A new U.S. report, using advanced analytic software, says waves and storm surges are gaining momentum from sea level rise and collectively pose a more immediate threat than was previously believed. The result could be serious damage to California coastal cities and ports by 2040.
Elaine Forbes, executive director for the Port of San Francisco, told AJOT that rising sea levels are already threatening downtown San Francisco and Port property requiring the construction of a new sea wall (photo below). The projected cost is $5 billion.
The impact is similar to sea level rise driven storm surge damage suffered by U.S. cities and ports along the U.S. Gulf and Atlantic coasts from Hurricanes Katrina, Sandy and Harvey.
The United States Geological Survey (USGS) report, released on March 13th, projects a “likely” 0.25 meter or 9.8-inch sea level rise by the year 2040. The impact to California factoring “an extreme storm … would cause substantial flooding that would directly affect over 150,000 residents and $30 billion in property damage.”
The report says that a “future hypothetical, but scientifically plausible megastorm…would cause catastrophic inland flooding across California and property damage of over $300 billion.”
A USGS oceanographer, Juliette Finzi Hart, told AJOT: “The report incorporates new science that provides us with better projections because historical data is not as relevant when sea levels are rising. In California, wave energy adds to storm surge and rising sea level rise to create a stronger effect on coastal communities… This is happening sooner than expected… In California emergency services agencies are pretty savvy on the threats posed by sea level rise… On the Atlantic coast storm surge is more of a factor than wave energy so the dynamics are different but the threats are real for the Pacific, Gulf and Atlantic coasts… We are developing better prediction capability and this is helping cities and ports such as the Ports of Long Beach and San Diego better prepare. The improved science is also helping develop adoptive structures. Better standards are being codified by organizations such as the American Society of Civil Engineers.”
The USGS study cites two other reports that project damage from higher sea levels:
The USGS study urges that more stress analysis be performed on the impact of increased flooding on the levees located along California rivers where “the engineering integrity of most of these structures is poorly understood.”

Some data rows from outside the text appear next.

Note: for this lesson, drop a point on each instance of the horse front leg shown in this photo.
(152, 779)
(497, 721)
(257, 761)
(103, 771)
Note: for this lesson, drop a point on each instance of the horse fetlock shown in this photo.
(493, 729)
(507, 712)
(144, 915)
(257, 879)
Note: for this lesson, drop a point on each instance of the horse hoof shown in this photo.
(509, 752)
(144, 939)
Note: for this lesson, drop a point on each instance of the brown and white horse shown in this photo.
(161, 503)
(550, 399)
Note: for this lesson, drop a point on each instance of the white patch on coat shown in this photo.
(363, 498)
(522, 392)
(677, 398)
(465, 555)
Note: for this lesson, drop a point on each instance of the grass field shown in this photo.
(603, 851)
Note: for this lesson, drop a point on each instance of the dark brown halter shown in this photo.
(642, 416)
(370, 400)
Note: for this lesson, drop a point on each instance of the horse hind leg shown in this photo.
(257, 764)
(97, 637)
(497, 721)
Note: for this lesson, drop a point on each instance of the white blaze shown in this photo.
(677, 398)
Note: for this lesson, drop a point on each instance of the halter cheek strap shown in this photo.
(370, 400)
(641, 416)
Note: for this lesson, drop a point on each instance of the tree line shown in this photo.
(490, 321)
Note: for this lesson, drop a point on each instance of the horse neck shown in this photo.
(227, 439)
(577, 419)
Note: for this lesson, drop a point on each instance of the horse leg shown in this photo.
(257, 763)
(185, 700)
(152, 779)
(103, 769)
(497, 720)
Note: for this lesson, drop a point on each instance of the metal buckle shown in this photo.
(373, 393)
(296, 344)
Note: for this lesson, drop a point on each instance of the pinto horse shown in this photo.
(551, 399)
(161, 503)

Over years, the Netherlands, directed by the government’s Rijskswaterstraat, has invested in a sophisticated sea level barrier system that had to be activated in January, 2018 to protect the City and Port of Rotterdam from flooding.
Texas is now proposing a Netherlands-type of sea barrier defense for Galveston Bay cities and ports that could cost $30 billion.
Coastal Storm Modeling System
The Coastal Storm Modeling System used for the USGS report “was designed to thoroughly assess future coastal flooding exposure by integrating SLR (sea level rise), dynamic water levels and coastal change.”
It can be used by planning, emergency services and insurance companies to make risk assessments for new and existing cities, ports, airports, highways, rail lines, bridges and levees. Local, state and federal emergency services agencies need to upgrade their planning to take into account intensifying damage from sea level rise beginning in 2040 and not 2100. The sea level rise threat is a world-wide threat: six hundred million people live in coastal zones around the world today and one billion will live in these coastal zones by 2050.